I was first introduced to sarcoma in 2008 with our beloved Rottweiler, Sadie. At five years old, she had a chronic limp that was coming from her shoulder. In July 2008, we learned that she had osteosarcoma, aka bone cancer. This type of cancer is common in large breed dogs, so it wasn’t unusual, just bad luck, I guess. The prognosis was poor. Amputation would be required, along with chemotherapy. Ed and I made the tough decision to put her down rather than have her in pain, which she was. On July 31, 2008, I experienced my first loss due to sarcoma.
Around this time of year in 2011 (in fact, according to my Facebook memory feed today exactly), I would have my second meeting with sarcoma. Eight years ago today, August 14, 2011, we found out that Ed had synovial sarcoma. Unlike large breed dogs, sarcoma overall is very rare in humans. There are 50 different subtypes of sarcoma, and it is complicated to diagnose and even more challenging to treat. Most of you reading know the story of my husband, and how sarcoma chipped away at him at every turn. We had such hope and tried many, many treatments, often with horrible side effects, ultimately to no avail. On February 3, 2013, my husband lost his life to sarcoma. This loss was my second to this disease.
And here we are today – almost to the day of Ed’s synovial sarcoma diagnosis, I have received a call from my vet about my sweet and sassy Zena. I noticed a small lump near her elbow joint on her right rear leg several weeks ago. She didn’t seem to be in pain, and she even let me touch her bump and rub it. No pain to the touch and she wasn’t even bothered by it, except for a slight limp on occasion. But this lump wasn’t going away, so I did the prudent thing and took her in to see the vet, my friend Michelle, owner of Duvall Veterinary Hospital. Being an incredibly thorough vet, she wanted to take x-rays right away. I looked at her and said, “Michelle, if this turns out to be osteosarcoma, I am going to lose my shit.” She responded, “I know. That is why we are taking x-rays right now. So we can rule it out.” X-rays came back, and she confirmed that this was likely not osteosarcoma, but whatever it was she had not seen before and was presenting odd. She would send the x-rays out for further review and let me know what the radiologists think it might be.

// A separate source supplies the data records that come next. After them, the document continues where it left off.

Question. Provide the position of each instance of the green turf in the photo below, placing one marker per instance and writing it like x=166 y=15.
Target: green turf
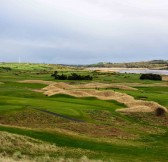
x=18 y=97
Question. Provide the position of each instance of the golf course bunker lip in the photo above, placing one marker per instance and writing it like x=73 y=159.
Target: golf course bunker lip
x=132 y=104
x=92 y=90
x=59 y=115
x=36 y=81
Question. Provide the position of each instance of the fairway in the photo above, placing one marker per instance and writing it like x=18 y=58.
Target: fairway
x=80 y=120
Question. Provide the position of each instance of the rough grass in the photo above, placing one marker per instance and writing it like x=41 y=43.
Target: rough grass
x=105 y=134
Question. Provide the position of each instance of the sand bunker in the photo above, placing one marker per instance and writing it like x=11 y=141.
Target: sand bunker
x=92 y=90
x=81 y=91
x=36 y=81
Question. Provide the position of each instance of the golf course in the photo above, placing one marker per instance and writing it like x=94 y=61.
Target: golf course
x=113 y=117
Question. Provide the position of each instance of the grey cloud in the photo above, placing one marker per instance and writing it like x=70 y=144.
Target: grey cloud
x=83 y=31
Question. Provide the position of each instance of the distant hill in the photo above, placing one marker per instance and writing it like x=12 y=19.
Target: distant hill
x=154 y=64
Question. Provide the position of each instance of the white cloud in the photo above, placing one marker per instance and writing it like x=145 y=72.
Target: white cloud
x=106 y=26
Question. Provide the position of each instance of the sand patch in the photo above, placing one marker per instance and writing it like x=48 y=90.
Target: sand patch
x=87 y=90
x=36 y=81
x=92 y=90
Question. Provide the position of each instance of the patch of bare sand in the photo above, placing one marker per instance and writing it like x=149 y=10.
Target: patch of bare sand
x=91 y=90
x=133 y=105
x=103 y=85
x=37 y=81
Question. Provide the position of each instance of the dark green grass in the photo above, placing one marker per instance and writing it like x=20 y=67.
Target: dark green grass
x=105 y=150
x=151 y=93
x=16 y=97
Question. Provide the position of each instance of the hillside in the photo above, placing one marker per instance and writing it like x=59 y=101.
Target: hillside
x=155 y=64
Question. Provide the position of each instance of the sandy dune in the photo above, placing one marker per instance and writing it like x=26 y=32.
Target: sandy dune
x=92 y=90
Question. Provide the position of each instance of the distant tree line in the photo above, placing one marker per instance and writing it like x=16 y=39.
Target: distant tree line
x=150 y=77
x=73 y=76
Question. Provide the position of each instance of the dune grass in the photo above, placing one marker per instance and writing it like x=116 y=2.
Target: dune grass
x=139 y=138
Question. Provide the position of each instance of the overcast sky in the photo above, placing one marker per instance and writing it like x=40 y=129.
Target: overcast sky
x=83 y=31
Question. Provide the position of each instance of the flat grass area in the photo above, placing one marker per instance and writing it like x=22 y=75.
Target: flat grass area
x=107 y=134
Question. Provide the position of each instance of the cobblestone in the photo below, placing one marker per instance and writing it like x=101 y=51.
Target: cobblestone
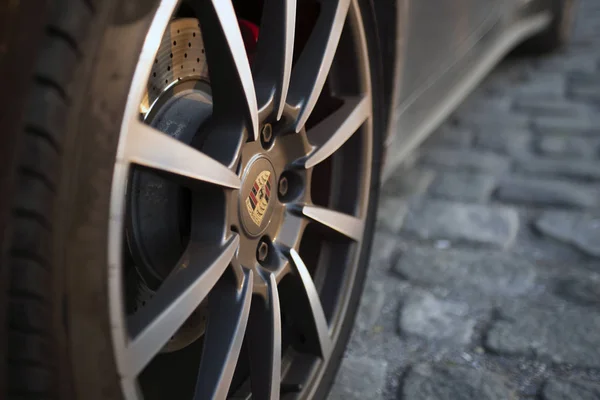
x=582 y=291
x=457 y=222
x=454 y=383
x=514 y=142
x=547 y=192
x=453 y=136
x=425 y=315
x=567 y=146
x=541 y=106
x=463 y=186
x=360 y=378
x=570 y=390
x=466 y=160
x=560 y=335
x=562 y=125
x=579 y=229
x=463 y=270
x=576 y=169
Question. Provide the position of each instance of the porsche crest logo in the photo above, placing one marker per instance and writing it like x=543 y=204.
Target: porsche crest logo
x=258 y=199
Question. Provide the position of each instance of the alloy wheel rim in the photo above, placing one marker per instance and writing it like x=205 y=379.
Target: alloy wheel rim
x=242 y=297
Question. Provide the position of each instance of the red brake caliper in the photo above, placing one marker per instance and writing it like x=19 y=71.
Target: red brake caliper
x=250 y=36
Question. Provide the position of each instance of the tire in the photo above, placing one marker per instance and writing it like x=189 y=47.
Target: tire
x=558 y=33
x=60 y=333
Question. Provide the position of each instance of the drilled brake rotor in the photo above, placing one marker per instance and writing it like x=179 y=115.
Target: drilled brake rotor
x=180 y=57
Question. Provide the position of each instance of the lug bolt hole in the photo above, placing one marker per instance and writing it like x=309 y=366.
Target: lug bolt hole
x=266 y=135
x=290 y=186
x=262 y=252
x=283 y=186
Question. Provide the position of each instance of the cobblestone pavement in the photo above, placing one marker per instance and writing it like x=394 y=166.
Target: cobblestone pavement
x=485 y=274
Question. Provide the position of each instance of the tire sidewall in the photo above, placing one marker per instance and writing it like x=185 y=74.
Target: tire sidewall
x=84 y=195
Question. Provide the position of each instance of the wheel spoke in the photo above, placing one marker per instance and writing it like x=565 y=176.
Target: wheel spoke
x=149 y=147
x=228 y=315
x=345 y=224
x=154 y=324
x=316 y=309
x=330 y=134
x=312 y=68
x=228 y=67
x=264 y=334
x=273 y=62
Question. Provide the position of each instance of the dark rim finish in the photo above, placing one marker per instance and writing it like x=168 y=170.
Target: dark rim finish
x=275 y=184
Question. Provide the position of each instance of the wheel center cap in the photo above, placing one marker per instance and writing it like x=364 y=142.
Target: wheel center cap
x=256 y=203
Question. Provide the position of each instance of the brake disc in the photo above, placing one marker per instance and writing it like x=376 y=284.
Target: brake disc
x=180 y=57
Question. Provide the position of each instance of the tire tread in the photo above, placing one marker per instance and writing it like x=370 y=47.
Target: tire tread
x=31 y=362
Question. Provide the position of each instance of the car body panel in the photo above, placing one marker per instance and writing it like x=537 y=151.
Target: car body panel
x=442 y=51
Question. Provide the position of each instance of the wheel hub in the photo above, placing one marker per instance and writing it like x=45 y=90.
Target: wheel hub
x=257 y=194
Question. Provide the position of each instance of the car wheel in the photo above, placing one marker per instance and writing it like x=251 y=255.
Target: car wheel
x=195 y=188
x=558 y=33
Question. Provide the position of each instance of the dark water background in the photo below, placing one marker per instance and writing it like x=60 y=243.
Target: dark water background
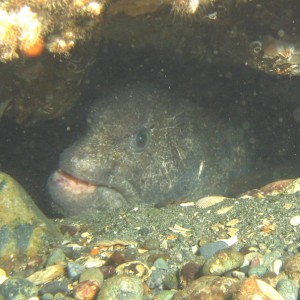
x=266 y=107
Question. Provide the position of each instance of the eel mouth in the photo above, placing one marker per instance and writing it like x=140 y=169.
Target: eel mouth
x=72 y=184
x=72 y=195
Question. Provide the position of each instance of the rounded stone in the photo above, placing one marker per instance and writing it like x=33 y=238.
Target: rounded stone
x=18 y=289
x=222 y=262
x=24 y=229
x=209 y=287
x=92 y=274
x=287 y=289
x=125 y=287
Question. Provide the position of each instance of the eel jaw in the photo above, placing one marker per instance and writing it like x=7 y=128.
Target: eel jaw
x=72 y=196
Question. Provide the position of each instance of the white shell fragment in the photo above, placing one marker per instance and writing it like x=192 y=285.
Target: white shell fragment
x=47 y=275
x=208 y=201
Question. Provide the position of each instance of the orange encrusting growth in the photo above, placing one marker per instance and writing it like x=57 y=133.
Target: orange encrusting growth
x=35 y=50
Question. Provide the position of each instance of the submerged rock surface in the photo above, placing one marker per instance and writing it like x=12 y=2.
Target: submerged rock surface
x=24 y=230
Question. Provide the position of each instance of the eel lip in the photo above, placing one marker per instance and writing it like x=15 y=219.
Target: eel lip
x=72 y=184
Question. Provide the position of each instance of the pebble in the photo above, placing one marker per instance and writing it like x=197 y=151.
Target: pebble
x=295 y=221
x=209 y=287
x=92 y=274
x=259 y=271
x=125 y=287
x=208 y=250
x=74 y=270
x=287 y=289
x=170 y=281
x=86 y=290
x=151 y=244
x=189 y=273
x=270 y=257
x=18 y=288
x=222 y=262
x=25 y=230
x=56 y=257
x=55 y=287
x=160 y=270
x=292 y=267
x=165 y=295
x=254 y=288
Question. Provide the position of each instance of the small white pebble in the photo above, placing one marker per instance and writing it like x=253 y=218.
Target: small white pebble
x=295 y=221
x=3 y=276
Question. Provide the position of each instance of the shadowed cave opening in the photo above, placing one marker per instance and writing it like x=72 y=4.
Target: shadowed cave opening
x=266 y=107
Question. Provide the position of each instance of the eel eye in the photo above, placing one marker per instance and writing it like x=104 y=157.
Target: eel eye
x=142 y=140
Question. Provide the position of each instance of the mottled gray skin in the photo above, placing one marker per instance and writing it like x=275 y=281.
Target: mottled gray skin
x=144 y=145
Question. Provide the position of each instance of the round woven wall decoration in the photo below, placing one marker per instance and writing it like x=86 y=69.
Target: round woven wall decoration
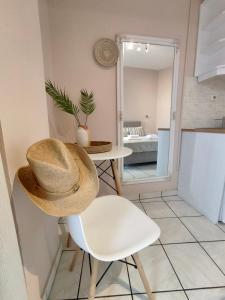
x=106 y=52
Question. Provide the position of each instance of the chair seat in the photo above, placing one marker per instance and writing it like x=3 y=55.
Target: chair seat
x=115 y=228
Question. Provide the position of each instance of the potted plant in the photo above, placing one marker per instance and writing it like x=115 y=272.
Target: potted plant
x=63 y=102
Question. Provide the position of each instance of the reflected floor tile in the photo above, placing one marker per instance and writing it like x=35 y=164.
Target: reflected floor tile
x=193 y=266
x=132 y=197
x=173 y=231
x=127 y=176
x=150 y=195
x=158 y=210
x=203 y=229
x=207 y=294
x=116 y=298
x=115 y=282
x=155 y=199
x=172 y=198
x=222 y=226
x=217 y=251
x=163 y=296
x=65 y=285
x=182 y=209
x=138 y=204
x=158 y=271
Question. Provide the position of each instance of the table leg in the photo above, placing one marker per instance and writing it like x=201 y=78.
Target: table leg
x=116 y=177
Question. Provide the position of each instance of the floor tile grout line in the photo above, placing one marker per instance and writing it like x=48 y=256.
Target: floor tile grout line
x=155 y=292
x=198 y=242
x=220 y=228
x=173 y=269
x=129 y=280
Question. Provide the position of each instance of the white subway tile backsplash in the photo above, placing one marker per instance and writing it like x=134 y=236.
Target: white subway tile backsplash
x=198 y=108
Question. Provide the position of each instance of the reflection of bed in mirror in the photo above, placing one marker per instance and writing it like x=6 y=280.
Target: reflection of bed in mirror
x=144 y=146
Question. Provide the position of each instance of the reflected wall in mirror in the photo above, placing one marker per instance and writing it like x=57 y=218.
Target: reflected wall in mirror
x=148 y=71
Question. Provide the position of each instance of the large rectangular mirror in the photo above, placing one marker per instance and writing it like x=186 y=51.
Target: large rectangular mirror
x=147 y=124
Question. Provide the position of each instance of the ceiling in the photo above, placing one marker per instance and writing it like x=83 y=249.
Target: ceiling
x=146 y=56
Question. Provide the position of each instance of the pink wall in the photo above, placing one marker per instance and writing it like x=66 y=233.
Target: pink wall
x=140 y=97
x=74 y=28
x=164 y=94
x=23 y=115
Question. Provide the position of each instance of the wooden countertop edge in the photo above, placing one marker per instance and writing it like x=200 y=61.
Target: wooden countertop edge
x=164 y=129
x=205 y=130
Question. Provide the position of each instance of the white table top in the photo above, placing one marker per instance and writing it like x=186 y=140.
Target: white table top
x=115 y=153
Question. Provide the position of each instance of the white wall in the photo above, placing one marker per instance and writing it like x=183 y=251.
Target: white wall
x=148 y=92
x=140 y=97
x=24 y=120
x=164 y=94
x=198 y=108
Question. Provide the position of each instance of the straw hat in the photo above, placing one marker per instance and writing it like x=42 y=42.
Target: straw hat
x=61 y=180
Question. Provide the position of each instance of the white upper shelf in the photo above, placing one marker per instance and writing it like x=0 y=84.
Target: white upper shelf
x=210 y=59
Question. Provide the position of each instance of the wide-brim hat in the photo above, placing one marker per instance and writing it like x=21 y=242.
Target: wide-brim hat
x=69 y=203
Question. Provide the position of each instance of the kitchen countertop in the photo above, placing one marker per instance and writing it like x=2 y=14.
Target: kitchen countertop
x=206 y=130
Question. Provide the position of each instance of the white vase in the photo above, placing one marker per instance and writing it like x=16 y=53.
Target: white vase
x=83 y=136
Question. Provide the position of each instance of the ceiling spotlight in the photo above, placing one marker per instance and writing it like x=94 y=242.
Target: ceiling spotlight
x=139 y=48
x=146 y=48
x=130 y=46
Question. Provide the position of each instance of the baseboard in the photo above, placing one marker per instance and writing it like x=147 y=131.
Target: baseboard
x=52 y=274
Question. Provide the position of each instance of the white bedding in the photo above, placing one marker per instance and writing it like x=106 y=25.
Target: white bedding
x=142 y=143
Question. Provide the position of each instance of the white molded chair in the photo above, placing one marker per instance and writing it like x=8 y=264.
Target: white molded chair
x=110 y=229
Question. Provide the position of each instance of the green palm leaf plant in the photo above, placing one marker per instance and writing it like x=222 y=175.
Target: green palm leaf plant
x=64 y=103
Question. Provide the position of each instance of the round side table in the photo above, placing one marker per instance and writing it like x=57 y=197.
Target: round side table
x=111 y=156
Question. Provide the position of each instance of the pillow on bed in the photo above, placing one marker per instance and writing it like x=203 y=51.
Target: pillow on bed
x=133 y=131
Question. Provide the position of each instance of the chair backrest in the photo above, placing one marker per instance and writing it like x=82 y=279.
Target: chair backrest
x=77 y=231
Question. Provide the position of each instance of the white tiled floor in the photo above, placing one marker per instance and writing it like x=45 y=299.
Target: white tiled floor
x=188 y=262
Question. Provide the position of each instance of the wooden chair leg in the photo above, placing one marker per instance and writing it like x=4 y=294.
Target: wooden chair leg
x=143 y=277
x=94 y=274
x=116 y=177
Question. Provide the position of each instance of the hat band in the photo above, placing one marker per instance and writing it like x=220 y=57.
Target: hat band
x=58 y=195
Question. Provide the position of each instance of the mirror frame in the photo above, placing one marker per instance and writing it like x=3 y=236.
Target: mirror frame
x=120 y=101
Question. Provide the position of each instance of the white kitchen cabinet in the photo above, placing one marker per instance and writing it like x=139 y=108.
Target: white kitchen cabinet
x=202 y=172
x=210 y=59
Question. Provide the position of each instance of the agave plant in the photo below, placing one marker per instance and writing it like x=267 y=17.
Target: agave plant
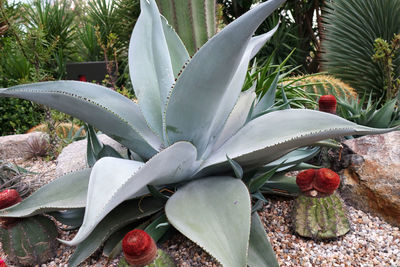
x=190 y=124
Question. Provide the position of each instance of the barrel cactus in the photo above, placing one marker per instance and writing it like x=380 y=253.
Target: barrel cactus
x=318 y=212
x=191 y=122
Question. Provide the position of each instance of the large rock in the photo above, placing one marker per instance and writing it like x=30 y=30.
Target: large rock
x=73 y=156
x=15 y=146
x=372 y=181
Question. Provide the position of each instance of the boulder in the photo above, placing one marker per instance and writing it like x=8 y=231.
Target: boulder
x=73 y=156
x=15 y=146
x=372 y=180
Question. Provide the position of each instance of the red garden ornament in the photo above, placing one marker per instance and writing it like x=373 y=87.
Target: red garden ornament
x=327 y=103
x=321 y=182
x=139 y=248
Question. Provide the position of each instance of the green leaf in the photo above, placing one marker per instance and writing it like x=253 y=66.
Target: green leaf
x=273 y=135
x=260 y=250
x=101 y=107
x=67 y=192
x=150 y=64
x=209 y=83
x=113 y=181
x=214 y=213
x=126 y=213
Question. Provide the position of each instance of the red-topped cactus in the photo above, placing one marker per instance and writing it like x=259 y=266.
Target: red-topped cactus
x=327 y=103
x=319 y=212
x=139 y=248
x=319 y=182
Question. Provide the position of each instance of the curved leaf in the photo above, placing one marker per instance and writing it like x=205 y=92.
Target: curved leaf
x=215 y=213
x=122 y=215
x=273 y=135
x=150 y=64
x=129 y=179
x=101 y=107
x=67 y=192
x=204 y=84
x=260 y=250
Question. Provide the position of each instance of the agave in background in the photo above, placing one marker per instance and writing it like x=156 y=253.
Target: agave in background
x=191 y=123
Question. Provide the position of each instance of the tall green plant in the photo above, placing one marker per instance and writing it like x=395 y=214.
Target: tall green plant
x=194 y=21
x=352 y=26
x=191 y=126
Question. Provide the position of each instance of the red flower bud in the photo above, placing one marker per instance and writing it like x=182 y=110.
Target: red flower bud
x=139 y=248
x=320 y=182
x=8 y=198
x=326 y=181
x=305 y=180
x=327 y=103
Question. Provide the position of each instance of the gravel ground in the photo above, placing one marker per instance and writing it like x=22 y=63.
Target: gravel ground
x=372 y=242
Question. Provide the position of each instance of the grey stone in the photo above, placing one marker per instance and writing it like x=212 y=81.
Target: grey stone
x=372 y=181
x=15 y=146
x=73 y=156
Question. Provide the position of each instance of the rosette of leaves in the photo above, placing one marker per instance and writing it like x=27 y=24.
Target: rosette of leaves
x=191 y=117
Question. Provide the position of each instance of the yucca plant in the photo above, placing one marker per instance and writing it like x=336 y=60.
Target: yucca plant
x=191 y=125
x=352 y=26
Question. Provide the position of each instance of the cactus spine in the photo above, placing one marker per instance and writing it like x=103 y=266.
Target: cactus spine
x=193 y=20
x=320 y=218
x=31 y=241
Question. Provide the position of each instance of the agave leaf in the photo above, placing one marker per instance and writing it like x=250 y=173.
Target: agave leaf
x=260 y=250
x=237 y=118
x=66 y=192
x=150 y=64
x=214 y=212
x=205 y=82
x=126 y=213
x=108 y=111
x=129 y=179
x=273 y=135
x=177 y=50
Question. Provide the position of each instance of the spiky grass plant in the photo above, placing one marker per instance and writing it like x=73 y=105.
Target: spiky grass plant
x=351 y=29
x=190 y=126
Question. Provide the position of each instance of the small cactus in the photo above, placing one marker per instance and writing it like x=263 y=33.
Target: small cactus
x=27 y=241
x=319 y=212
x=140 y=250
x=327 y=103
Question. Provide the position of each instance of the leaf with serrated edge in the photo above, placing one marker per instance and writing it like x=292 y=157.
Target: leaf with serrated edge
x=272 y=135
x=101 y=107
x=150 y=64
x=67 y=192
x=205 y=82
x=214 y=212
x=126 y=213
x=260 y=250
x=129 y=179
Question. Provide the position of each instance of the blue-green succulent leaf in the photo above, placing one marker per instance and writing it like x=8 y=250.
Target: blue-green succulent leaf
x=101 y=107
x=206 y=85
x=177 y=50
x=126 y=213
x=150 y=64
x=113 y=181
x=275 y=134
x=67 y=192
x=237 y=118
x=214 y=212
x=261 y=253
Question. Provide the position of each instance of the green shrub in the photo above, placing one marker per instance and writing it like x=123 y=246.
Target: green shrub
x=18 y=116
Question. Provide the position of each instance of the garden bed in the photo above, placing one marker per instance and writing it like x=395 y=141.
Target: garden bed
x=371 y=242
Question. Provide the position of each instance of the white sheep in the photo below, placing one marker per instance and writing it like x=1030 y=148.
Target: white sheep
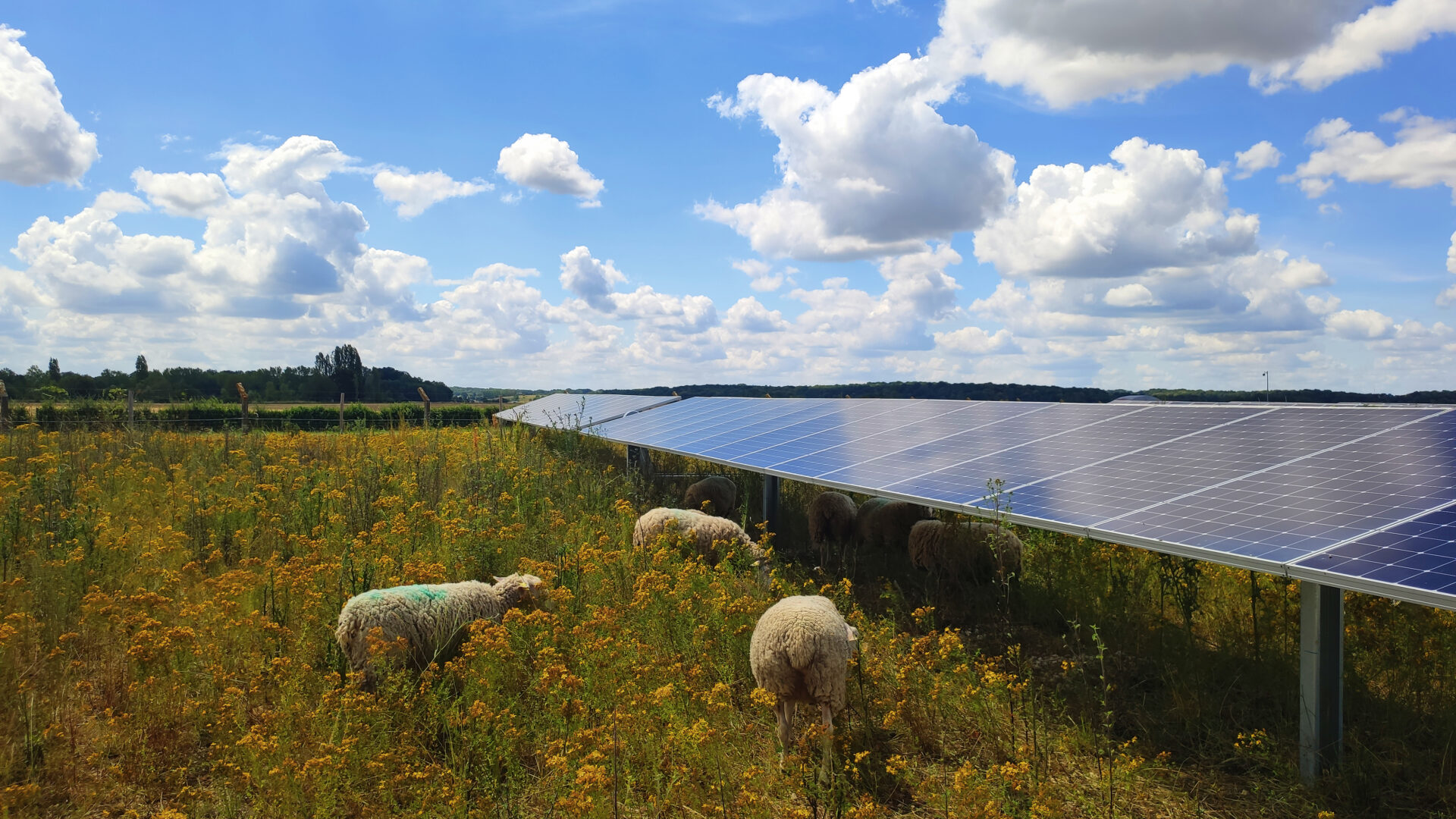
x=721 y=491
x=800 y=651
x=832 y=525
x=431 y=618
x=704 y=529
x=973 y=551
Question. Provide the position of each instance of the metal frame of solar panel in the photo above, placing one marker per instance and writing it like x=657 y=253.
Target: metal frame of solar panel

A day or so later, the radiologists were baffled, but then again, had ruled out – not entirely, but highly unlikely — osteosarcoma. There was still a slight chance, but the presentation was not osteosarcoma for several reasons that I won’t detail here. So we went to manage it with anti-inflammatories (think Advil for dogs) to see if that helped, and it did. She didn’t seem to be in pain, but the lump was not going away. Once off of the anti-inflammatories, I noticed her starting to limp more, and to my eye, the bump appeared larger. After much discussion with the vet aka “Dr. Michelle,” we decided it was time to get a better view of what was going on inside, so we scheduled what I will refer to as a needle biopsy. Michelle would get samples of the tissues and bone that was protruding and get a better read.
On Monday night, the phone call that she didn’t want to make, and I didn’t want to hear arrived. I heard it in her voice the minute she said: “Hi, it’s Michelle.” I asked, “Am I going to lose my shit?” and she replied, “Yes. It’s sarcoma”. Michelle knows everything that I went through with Ed and Sadie. She knows where my head is during this call. And she knows it’s not right – any of it.
We went onto talking about the pathology results, how odd of a presentation it is, how she baffled everyone. She’s healthy and not in pain – sounds eerily familiar to Ed’s diagnosis, and frankly throughout his entire 18 months of being sick. We’ve discussed treatment options, next steps, the what if’s, etc. We left the call with her telling me to have a glass of wine and absorb it all. Time is of the essence though so we do have to move fast if we are going to treat aggressively.
And so here I am. Numb. Angry. Because this rare fucking disease has now impacted me personally three FUCKING times. It doesn’t feel very rare to me. Doesn’t feel like I should keep getting the “short straw” in the bunch.
I will keep everyone up-to-date on the decisions that we need to make. They are shitty to even more shitty, basically amputation or pain management. We are still not sure what type of sarcoma this is as it is presenting in a very unusual way. Because of this, we are doing some extensive testing of the biopsy tissue from last week. I’ve been right at every turn with what my instincts are telling me, and my guess is I am going to get a call from Michelle saying it’s soft tissue sarcoma (STS) which technically is what Ed had (Ed’s STS was specifically synovial sarcoma).
I am angry that my sweet Sadie had her life cut so short from this fucking disease.
I am angry that my wonderful husband had to suffer so much pain and anguish from this vile fucking disease and whose life was cut way too short from this disease.
And now I am angry that my salty, sassy and sugar-sweet Zena has to face this fucking disease. ANGRY.
Sarcoma has taken way too much away from me, and I am just tired. So tired of it. FUCK SARCOMA and FUCK CANCER.